La famille Koshino ou l’art de réinventer la mode au fil des générations

Le talent est-il héréditaire ? La question peut largement se poser dans le cas de la famille Koshino. Les trois soeurs Hiroko, Michiko et Junko semblent aujourd’hui suivre les pas de leur défunte mère Ayako. Cette dernière, fille d’un marchand de kimonos, est devenue l’une des stylistes incontournables du pays.
Dans les années 40, Ayako Koshino perd son mari au front durant la Seconde Guerre Mondiale. Après une longue période de deuil, Ayako, véritable force de la nature, décide d’élever seule ses trois filles. “Après la guerre, il ne nous restait plus rien en dehors d’une machine à coudre, devenue la baguette magique qui a transformé nos rêves en réalité”, a-t-elle confié à l’AFP. Ce n’est que quelques années plus tard qu’elle comprend que la couture sera la clé non seulement de sa réussite mais aussi de celle de ses trois filles.
En figure de proue de la mode japonaise des années 1980, Ayako Koshino se forge un style avant-gardiste aux coupes conceptuelles qui marient styles occidental et asiatique. Ses silhouettes fluides visent alors à libérer la femme japonaise de ses kimonos étriqués. La créatrice évolue à l’époque aux côtés des designers Issey Miyake et Kansai Yamamoto, juste avant l’essor international de la mode nippone. Des années plus tard, à la fin de sa carrière, elle se donnera pour mission principale d’habiller les dames âgées, “laissées-pour-compte de la mode”, comme elle le clame sans détour. Un nouveau défi qu’elle relève jusqu’à son dernier souffle, le 26 mars 2006.
4 femmes, 4 stylistes

C’est donc munie d’une machine à coudre qu’Ayako Koshino élève ses trois enfants, toutes bercées par son art et sa philosophie de vie qui tend à “libérer la femme japonaise”, jusqu’alors confinée dans son kimono traditionnel. Si elle affirme ne jamais les avoir poussées à embrasser la profession de styliste, Hiroko, Michiko et Junko ont toutes les trois choisi de rendre hommage à leur mère en continuant à explorer la mode sous tous ses aspects.
Après des études passées au Bunka Fashion College, l’aînée, Hiroko Koshino, se fait remarquer dans un premier temps à Rome puis à Paris en 1982, grâce à des défilés conçus comme des expositions. Ses silhouettes y dévoilent des lignes fluides, l’une des principales caractéristiques de ses créations. Aujourd’hui, elle partage sa vie entre la France et le Japon.

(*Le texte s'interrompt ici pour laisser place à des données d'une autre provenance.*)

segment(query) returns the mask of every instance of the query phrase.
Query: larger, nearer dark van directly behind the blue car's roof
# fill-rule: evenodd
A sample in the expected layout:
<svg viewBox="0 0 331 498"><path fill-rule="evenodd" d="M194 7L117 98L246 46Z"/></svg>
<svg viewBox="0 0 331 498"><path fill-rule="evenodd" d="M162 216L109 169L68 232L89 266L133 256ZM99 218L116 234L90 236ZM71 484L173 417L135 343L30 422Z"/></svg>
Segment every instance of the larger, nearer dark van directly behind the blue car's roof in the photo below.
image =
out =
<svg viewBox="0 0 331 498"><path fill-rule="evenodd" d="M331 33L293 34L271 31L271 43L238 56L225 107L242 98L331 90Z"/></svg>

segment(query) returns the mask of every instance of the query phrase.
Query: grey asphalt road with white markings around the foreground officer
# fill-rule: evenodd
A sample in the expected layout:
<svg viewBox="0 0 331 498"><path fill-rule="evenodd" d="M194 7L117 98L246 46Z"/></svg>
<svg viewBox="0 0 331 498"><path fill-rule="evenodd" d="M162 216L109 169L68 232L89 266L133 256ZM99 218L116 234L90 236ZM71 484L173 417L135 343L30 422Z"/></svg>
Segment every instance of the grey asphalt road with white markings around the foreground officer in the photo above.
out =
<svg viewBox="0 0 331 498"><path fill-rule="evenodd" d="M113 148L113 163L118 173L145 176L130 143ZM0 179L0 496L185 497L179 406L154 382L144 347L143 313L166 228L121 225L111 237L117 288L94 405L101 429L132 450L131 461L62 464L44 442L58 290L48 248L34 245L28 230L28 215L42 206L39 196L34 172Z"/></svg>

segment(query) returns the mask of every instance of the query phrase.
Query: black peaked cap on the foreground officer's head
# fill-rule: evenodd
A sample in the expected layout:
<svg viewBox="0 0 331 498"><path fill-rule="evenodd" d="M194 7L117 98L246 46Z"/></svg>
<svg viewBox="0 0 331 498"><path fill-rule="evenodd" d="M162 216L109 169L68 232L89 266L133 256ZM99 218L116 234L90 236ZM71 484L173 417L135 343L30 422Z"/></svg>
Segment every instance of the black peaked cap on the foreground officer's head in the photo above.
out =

Junko, également diplômée du Bunka Fashion College et condisciple de Kenzo Takada, est quant à elle réputée pour son rôle de “briseuse de conventions”. Avec le même dessein que sa mère, la créatrice concentre son travail sur la “réinvention de la femme japonaise” en imaginant des kimonos modernes, à mi-chemin entre la tenue traditionnelle nipponne et les robes longues occidentales. Avec des tissus colorés et chargés de motifs, Junko brise les codes tout en gardant l’essence même de la culture japonaise. Ses étoffes vaporeuses ont su séduire de nombreuses institutions, dont le musée Guimet à Paris, qui célèbre régulièrement son art.
Enfin, Michiko, la benjamine, est certainement la plus connue de la fratrie. Installée en Grande-Bretagne, elle se fait un nom dans les années 80, lorsque la musique, la mode et le clubbing ne faisaient plus qu’un. Inspirée par le punk, la scène underground londonienne et son excentricité, Michiko séduit grâce à son innovation, son originalité et la qualité de ses pièces. Aujourd’hui, sa marque éponyme aux silhouettes streetwear et unisexes s’est taillée une solide réputation au sein de la mode. Parallèlement, elle explore le jean sous toutes ses formes grâce à ses labels Yen Jeans, Roi Motor et Michiko London.
Ont-elle héritées du même gène créatif ? Probablement, même si selon leur mère, le succès de ses trois filles réside dans leurs inspirations multiculturelles, leur attachement aux traditions japonaises ainsi que dans leur ouverture d’esprit. Un bel exemple de partage et de sororité exceptionnelle dans le milieu de la mode.